Wednesday, 20 February 2013

Field Walls Survey

Saturday 16th February 2013

Six members of the ERG (Chris and Jane, David T, Sue, Tony & Jennifer) enjoyed a beautiful early spring day on a leisurely stroll along Low Lane, out of Embsay along the road towards Halton East. Armed with a copy of the 1847 tithe map, camera, tape measure and hand-held GPS unit, this was our first outing to survey the field walls around the parish. There are over 750 of these, and no doubt this number will increase as we find new ones that were built after 1847.

The purpose of the study is to identify the main distinguishing characteristics of the many different types of walls and other boundaries which lie within the parish, and relate these to the historic landscape.

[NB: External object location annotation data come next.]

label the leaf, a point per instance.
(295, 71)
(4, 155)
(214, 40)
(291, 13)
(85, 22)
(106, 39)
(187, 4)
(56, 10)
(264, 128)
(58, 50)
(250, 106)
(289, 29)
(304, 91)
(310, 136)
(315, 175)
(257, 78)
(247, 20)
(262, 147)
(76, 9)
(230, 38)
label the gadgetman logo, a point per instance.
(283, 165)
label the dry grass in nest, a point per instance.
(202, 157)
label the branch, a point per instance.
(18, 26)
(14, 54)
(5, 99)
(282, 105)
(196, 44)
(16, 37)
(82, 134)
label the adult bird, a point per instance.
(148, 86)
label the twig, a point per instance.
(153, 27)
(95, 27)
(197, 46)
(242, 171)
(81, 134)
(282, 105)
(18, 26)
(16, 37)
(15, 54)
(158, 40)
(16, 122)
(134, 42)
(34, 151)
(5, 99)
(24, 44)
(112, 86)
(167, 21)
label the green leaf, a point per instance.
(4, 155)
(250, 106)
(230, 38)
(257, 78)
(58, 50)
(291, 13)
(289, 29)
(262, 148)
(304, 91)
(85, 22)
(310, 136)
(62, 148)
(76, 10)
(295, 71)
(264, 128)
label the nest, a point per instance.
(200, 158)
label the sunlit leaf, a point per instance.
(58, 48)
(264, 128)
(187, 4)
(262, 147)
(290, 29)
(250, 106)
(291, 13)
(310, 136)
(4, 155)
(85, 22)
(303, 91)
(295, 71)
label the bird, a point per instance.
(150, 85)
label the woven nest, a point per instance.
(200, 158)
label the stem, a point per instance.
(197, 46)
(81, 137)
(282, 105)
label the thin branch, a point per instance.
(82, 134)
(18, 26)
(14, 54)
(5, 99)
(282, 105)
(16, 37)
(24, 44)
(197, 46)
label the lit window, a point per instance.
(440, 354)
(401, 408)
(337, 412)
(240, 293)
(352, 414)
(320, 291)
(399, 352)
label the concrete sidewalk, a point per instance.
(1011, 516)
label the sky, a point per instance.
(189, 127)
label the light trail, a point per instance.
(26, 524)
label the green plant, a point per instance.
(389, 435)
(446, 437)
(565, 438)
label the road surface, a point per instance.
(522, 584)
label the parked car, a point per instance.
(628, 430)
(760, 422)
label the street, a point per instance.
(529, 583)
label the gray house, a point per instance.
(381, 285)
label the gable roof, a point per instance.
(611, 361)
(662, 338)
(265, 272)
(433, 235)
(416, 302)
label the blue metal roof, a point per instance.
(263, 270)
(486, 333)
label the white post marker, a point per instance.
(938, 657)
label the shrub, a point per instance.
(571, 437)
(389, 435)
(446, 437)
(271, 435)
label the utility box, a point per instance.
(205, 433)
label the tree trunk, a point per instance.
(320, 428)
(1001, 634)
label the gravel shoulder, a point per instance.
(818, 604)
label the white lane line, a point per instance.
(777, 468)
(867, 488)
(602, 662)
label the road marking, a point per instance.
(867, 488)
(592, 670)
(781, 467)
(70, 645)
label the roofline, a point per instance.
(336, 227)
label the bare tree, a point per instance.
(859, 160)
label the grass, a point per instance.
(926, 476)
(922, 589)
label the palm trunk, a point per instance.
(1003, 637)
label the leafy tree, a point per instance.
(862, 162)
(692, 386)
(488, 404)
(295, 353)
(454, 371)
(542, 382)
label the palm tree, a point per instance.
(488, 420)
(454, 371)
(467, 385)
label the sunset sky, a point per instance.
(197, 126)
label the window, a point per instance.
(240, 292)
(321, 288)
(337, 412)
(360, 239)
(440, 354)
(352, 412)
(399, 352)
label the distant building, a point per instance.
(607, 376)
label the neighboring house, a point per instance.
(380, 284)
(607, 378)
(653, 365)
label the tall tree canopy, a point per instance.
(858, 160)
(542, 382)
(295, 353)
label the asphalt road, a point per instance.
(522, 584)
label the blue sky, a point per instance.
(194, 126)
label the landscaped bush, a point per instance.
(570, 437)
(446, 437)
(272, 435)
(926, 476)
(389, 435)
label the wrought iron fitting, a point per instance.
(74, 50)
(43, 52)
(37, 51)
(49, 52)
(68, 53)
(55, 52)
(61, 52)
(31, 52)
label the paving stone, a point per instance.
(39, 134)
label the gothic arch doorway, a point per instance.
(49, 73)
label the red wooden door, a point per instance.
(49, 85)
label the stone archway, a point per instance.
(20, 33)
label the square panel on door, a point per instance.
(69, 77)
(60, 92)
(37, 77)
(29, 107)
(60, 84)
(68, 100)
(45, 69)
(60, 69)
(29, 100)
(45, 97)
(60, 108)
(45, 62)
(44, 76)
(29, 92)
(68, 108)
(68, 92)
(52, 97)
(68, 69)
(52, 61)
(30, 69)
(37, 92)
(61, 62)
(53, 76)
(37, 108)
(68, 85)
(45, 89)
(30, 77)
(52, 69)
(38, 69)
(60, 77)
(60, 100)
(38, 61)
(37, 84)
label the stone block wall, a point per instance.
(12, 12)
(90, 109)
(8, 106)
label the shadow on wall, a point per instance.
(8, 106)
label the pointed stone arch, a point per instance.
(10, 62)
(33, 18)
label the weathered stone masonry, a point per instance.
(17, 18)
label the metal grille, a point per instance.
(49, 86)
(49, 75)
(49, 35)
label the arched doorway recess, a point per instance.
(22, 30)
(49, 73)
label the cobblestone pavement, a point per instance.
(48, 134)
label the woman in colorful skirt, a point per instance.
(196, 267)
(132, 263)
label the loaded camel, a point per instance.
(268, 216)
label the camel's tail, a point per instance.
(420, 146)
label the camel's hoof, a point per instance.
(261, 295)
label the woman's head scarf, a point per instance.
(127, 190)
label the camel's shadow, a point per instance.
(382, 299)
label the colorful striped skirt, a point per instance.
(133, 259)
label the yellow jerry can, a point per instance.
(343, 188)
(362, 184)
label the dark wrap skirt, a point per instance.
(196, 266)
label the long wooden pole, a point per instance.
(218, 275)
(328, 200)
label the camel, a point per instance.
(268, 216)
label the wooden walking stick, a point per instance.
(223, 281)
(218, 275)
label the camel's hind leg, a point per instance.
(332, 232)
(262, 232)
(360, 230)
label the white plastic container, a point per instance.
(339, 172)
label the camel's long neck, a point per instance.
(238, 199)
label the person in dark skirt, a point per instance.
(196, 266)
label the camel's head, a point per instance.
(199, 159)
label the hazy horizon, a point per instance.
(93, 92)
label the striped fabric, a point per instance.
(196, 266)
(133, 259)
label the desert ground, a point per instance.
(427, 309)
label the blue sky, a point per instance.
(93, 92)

It was a glorious day and although we had to dodge a surprising amount of traffic along Low Lane, we measured and recorded about 2 miles of walls and hedges. It was a bit of an experiment as we were testing out new field recording forms, but it all went well, and the day flew by.  It’s almost scary how quickly we are becoming real anoraks about all the minute differences between types of coping stones and gateposts!

As it turned rather chilly in the late afternoon we headed back to Chris and Jane’s house for tea, and delicious chocolate cake baked by Sue in celebration of our genealogical database of Embsay and Eastby reaching 10,000 individuals!

We’ve been working on the compilation of the database for over a year now, and probably still have several years to go before it’s complete. But it’s already proving to be well worth the effort as a source not only for family & individual life histories, but also for socio-demographic patterns, & other aspects of village history.